2021年の大晦日に(2):ゼロ地点
大晦日だから文章を書こうと思ったら、『小名木川物語』パンフレットの個人的な話をしっかりしたくなったので、こちらは簡単に。
いま人生何度目かのゼロ地点にいる気分です。長い間、正確には9年ほど携わってきた一つのことが終わったから。『小名木川物語』はこれからも機会があるごとにお披露目することになると思うし、作品としてまだまだ育ってくれることを願っているけれど、ようやく手が離れた。あの仕事が終わったら、また映画のことをやらなければ…と思うことは、もうないだろう。

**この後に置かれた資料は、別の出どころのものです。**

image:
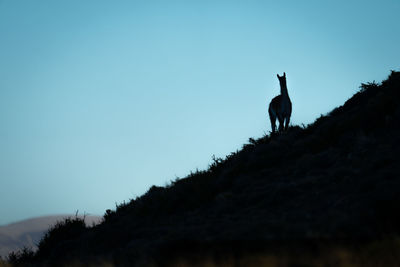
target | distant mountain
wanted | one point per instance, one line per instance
(27, 233)
(326, 194)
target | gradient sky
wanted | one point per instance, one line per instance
(99, 100)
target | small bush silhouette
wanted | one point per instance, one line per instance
(60, 233)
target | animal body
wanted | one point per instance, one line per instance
(280, 107)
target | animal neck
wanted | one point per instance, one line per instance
(284, 90)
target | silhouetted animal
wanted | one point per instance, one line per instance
(280, 107)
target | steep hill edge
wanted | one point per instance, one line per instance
(336, 179)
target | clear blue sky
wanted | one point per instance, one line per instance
(99, 100)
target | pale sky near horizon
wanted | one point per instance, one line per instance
(99, 100)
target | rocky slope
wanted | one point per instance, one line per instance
(334, 181)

今年2021年はこの作品と一体となって進む最後の年だったと今改めて思う。9月初めにオンライン上映会の実施、アフタートークの企画と事前収録、「小名木川物語」展の開催を決めてからはパンフレットの制作追い込みと同時並行となって怒涛の毎日だった。でも最初の上映から4年経ってもこんな機会があることがありがたい限りだったので何とかやれた。上映会も展示も企画してくれた黒崎亜弓さんのフレッシュなエネルギーのおかげでもあった。

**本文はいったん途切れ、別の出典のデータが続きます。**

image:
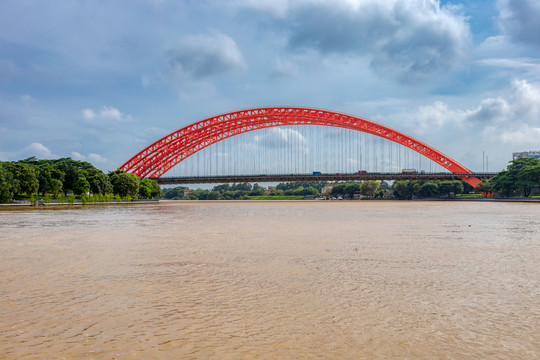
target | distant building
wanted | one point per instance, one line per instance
(526, 155)
(326, 189)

自分事であるのは間違いないが、作品のことを考えたり、PRなどをやっていると、どんどん自分が二の次になり、自分がなくなっていくような、自分を守ることを忘れてしまうような気がした。映画なのでチームワークの産物なのだが、作者の一人として作品と自分が一体化して、ある意味では自分が消えた。

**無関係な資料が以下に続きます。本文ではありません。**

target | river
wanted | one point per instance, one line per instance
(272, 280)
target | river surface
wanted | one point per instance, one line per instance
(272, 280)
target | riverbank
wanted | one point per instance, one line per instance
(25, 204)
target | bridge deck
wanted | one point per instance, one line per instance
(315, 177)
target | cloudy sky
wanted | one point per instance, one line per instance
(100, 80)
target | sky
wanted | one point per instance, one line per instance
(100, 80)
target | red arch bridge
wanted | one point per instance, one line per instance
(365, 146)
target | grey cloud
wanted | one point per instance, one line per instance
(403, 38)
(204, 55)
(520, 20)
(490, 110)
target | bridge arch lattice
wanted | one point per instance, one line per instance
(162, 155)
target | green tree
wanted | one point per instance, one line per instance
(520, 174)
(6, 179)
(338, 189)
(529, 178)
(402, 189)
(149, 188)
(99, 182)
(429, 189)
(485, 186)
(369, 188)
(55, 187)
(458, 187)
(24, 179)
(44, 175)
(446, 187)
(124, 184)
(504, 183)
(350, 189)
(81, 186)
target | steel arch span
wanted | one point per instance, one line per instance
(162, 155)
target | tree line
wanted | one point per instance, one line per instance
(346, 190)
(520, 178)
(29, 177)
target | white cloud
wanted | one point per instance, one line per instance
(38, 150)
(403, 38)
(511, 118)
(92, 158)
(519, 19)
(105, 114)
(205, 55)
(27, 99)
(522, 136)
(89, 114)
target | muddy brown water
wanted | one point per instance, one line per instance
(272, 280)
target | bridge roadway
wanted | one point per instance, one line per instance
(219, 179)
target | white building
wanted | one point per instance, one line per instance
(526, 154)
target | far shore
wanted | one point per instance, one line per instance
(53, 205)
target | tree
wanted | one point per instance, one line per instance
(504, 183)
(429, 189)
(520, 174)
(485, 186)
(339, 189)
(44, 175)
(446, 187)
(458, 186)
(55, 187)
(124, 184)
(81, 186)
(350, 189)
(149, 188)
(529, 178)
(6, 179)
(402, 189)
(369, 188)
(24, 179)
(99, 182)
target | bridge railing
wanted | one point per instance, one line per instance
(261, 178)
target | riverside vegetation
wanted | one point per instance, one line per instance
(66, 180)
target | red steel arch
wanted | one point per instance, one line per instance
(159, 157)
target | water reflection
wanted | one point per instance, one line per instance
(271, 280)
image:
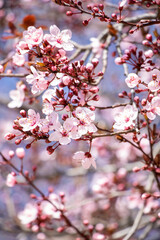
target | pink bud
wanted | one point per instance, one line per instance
(11, 154)
(1, 69)
(148, 53)
(145, 196)
(20, 152)
(89, 67)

世の中に自分の作品と言えるものが存在していることは幸せだと思う。また映画製作にかかわっていただいた方とはすっかり長いお付き合いになっている。かけがえのない、とはこのこと。映画と直接関係のない、そら庵での数々の出来事、出会いも。
そうしたことを心の糧としてゼロ地点に立っています。
ゼロ地点、なんだか風通しがよくて心地いいです。
詳細は書きませんが夏頃は一時体調が悪くなり、不安な毎日が続いた。あの頃のことを思うと、その後の4か月走り続けてこられて本当によかった。
お心遣いいただいたみなさまに感謝です。